Playwright Martin McDonagh, under thirty, is this year's prodigy. He's an Irishman with a mastery for creating a palpable atmospheric bog. Beauty Queen is the first part of a connected trilogy set in the same backwater village. McDonagh's dark, terse, earthy humor echoes Samuel Beckett. His blighted souls wile away their terminally bored hours waiting for the Grim Reaper.
Their concerns are minuscule: an old woman's frustration at the lumps in her porridge; a young villager, stuck between the pubs and telly, bemoaning a decade-old missing tennis ball; an angry daughter who lives to torture her mother by force-feeding her detested biscuits. McDonagh gives us an ignorant, smothered, desperate landscape, steeped in grudges, where kicking a cow can lead to a twenty-year feud. Yet all this is window-dressing. His denizens are not "waiting for Godot"--they live in a world of melodrama.
The slender plot--concerning a frustrated daughter on the edge of insanity and a mother who tenaciously clings to her for creature comforts--is placed in the world of psychological chillers of Ladies in Retirement and Night Must Fall variety.

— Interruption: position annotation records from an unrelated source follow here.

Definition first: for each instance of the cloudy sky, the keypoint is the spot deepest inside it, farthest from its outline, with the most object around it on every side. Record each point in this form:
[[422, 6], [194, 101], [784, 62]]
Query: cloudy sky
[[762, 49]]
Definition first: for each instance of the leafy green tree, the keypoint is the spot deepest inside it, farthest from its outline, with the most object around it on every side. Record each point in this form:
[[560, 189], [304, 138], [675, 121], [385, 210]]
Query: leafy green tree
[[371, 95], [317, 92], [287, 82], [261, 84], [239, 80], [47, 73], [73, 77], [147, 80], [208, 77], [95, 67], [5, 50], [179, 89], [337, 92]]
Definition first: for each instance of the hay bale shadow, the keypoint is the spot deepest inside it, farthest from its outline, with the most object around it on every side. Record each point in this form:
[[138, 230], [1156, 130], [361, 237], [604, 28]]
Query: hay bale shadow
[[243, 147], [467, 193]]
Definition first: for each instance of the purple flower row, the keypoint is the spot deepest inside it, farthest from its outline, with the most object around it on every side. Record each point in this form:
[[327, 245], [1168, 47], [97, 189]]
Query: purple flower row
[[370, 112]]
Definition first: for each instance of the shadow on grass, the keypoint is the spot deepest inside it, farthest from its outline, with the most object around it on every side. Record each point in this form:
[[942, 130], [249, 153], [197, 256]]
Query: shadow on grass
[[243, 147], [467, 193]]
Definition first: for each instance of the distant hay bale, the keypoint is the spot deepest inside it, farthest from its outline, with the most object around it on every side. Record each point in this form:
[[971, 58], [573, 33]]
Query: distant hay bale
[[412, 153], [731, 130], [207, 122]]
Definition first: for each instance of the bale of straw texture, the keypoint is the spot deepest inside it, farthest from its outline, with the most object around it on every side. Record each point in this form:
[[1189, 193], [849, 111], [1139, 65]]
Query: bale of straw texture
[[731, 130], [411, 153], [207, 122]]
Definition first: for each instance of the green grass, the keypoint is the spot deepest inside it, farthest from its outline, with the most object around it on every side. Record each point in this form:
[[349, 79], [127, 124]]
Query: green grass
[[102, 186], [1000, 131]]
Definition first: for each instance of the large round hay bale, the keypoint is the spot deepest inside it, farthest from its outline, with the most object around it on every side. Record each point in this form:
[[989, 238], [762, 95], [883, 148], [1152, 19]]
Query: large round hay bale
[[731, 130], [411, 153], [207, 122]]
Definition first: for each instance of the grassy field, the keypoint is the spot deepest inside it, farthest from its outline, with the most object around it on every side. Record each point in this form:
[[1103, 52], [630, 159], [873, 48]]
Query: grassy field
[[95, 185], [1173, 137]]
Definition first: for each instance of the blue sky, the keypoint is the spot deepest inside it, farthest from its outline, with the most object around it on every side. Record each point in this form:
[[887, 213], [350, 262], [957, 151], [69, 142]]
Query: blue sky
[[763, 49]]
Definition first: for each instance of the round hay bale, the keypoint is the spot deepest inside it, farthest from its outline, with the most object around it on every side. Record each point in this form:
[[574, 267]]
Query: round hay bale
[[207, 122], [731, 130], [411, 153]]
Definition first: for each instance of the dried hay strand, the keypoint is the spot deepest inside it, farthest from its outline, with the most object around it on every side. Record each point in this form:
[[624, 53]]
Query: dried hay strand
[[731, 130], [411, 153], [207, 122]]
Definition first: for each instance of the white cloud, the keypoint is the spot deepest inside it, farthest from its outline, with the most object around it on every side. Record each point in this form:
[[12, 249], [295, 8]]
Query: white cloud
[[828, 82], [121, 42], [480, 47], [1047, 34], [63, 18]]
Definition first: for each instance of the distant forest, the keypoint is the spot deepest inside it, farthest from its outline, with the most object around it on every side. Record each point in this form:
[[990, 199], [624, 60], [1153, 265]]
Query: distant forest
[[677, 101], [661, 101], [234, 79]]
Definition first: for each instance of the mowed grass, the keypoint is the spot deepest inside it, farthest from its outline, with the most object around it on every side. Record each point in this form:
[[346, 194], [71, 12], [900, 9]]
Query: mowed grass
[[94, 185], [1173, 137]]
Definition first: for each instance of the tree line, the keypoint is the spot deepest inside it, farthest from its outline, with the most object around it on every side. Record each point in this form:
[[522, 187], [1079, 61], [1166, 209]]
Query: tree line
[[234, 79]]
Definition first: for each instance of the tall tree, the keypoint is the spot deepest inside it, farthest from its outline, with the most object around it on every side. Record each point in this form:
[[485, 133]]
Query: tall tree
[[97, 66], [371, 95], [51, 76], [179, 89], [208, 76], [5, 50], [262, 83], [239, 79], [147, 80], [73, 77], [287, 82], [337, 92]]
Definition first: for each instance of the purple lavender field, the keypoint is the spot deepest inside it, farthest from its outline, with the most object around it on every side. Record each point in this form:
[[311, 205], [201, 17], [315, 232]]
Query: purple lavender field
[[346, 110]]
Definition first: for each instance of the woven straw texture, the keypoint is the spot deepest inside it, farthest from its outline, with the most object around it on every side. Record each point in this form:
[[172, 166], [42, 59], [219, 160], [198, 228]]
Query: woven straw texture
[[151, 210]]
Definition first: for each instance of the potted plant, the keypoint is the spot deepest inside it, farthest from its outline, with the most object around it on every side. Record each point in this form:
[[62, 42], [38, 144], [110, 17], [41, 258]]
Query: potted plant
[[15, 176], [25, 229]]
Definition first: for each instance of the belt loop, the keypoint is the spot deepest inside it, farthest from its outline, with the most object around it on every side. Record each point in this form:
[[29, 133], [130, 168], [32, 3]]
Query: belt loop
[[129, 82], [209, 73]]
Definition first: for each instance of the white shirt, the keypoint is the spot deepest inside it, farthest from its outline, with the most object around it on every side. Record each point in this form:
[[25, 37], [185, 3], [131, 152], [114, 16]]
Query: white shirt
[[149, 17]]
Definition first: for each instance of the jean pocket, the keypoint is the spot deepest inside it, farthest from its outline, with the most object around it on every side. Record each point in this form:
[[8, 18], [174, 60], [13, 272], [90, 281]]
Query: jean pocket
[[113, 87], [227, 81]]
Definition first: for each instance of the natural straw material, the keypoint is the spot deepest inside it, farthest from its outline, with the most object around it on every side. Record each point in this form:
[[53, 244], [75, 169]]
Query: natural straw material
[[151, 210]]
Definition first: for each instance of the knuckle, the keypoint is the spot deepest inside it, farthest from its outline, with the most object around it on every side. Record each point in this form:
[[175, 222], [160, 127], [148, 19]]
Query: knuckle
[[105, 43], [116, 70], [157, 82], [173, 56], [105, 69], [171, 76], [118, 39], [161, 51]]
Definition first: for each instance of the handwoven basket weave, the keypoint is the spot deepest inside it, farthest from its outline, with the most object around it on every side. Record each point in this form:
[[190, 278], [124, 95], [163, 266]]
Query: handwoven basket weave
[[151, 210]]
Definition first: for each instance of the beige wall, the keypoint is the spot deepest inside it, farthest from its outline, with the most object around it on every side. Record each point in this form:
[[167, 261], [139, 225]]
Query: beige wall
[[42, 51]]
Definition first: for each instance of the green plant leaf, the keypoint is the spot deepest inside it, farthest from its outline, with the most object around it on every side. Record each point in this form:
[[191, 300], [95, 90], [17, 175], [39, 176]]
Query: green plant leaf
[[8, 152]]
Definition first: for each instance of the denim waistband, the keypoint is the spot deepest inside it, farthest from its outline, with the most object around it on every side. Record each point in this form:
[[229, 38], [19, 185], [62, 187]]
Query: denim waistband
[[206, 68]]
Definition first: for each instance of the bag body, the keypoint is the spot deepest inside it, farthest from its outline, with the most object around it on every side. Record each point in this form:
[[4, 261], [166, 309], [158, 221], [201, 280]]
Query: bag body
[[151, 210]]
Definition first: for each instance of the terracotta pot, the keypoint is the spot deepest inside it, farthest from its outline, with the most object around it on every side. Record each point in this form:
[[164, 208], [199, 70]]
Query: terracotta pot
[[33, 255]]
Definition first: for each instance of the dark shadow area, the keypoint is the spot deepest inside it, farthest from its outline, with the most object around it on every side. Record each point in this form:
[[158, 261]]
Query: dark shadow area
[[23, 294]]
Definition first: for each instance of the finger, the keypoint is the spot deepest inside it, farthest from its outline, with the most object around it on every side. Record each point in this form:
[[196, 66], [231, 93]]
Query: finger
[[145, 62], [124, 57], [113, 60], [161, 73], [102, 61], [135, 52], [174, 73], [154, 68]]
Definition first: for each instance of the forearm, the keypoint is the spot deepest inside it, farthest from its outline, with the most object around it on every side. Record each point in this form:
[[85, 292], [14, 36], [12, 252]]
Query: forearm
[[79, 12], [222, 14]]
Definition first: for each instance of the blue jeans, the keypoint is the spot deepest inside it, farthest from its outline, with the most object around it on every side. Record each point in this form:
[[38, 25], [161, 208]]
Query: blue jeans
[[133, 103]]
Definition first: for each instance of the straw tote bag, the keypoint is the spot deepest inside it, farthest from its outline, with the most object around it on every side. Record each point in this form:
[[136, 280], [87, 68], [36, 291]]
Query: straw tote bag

Underneath all the darkness, the Irish wunderkind is, as New York magazine critic John Simon opined, "a playwright full of every kind of derivativeness, manipulativeness, and shtick." There are those misdelivered letters, a situation that could be rectified by a visit or phone call. A Tennessee Williams spinster can suddenly be transformed into a distaff Norman Bates, whirling her fireplace iron and heating cooking oil for nefarious purposes. The mother is written as a cackling Madame DeFarge, lazy, selfish, and sly, pouring her urine down the drain--a piece of work that could turn Mary Poppins into Lizzie Borden.
James Bundy makes his long-awaited Cleveland directing debut with mixed results. He demonstrates a marked flare for stylishly moving his actors out of the rain into a soggy purgatory. He efficiently sets the atmosphere, but doesn't pull the ropes tight enough. He's blessed in the male half of the cast: Mark Fish's Ray Dooley exudes a balletic frustration and bantam sexuality. His alienated young neighbor suggests an Irish "Jet" without a West Side Story to let off the steam. John Wojda's Pato Dooley is the play's one sweet, kindly character: the neurotic heroine's ticket out of hell, imbuing the evening with an awkward gentleness.
Set designer Johnny Ezell pulls off a small miracle by designing an Irish cottage that, instead of being quaint, suggests a deserted Nazi bunker. Every detail, from the rusty stove to the Fujimura chamber pot, forms a domestic wasteland.
Neither Rene Augesen's psychotic daughter Maureen nor Aideen O'Kelly's mother generates sufficient detail or tension. Augesen is too soft, attractive, and genteel: a road-company Deborah Kerr. Broadway standby O'Kelly still seems to be just standing by. Together, they're unable to generate the life-giving spark to animate this psychological horror show.
The Beauty Queen of Leenane, through May 30 at the Ohio Theatre, Playhouse Square, 1519 Euclid Avenue, 216-241-6000.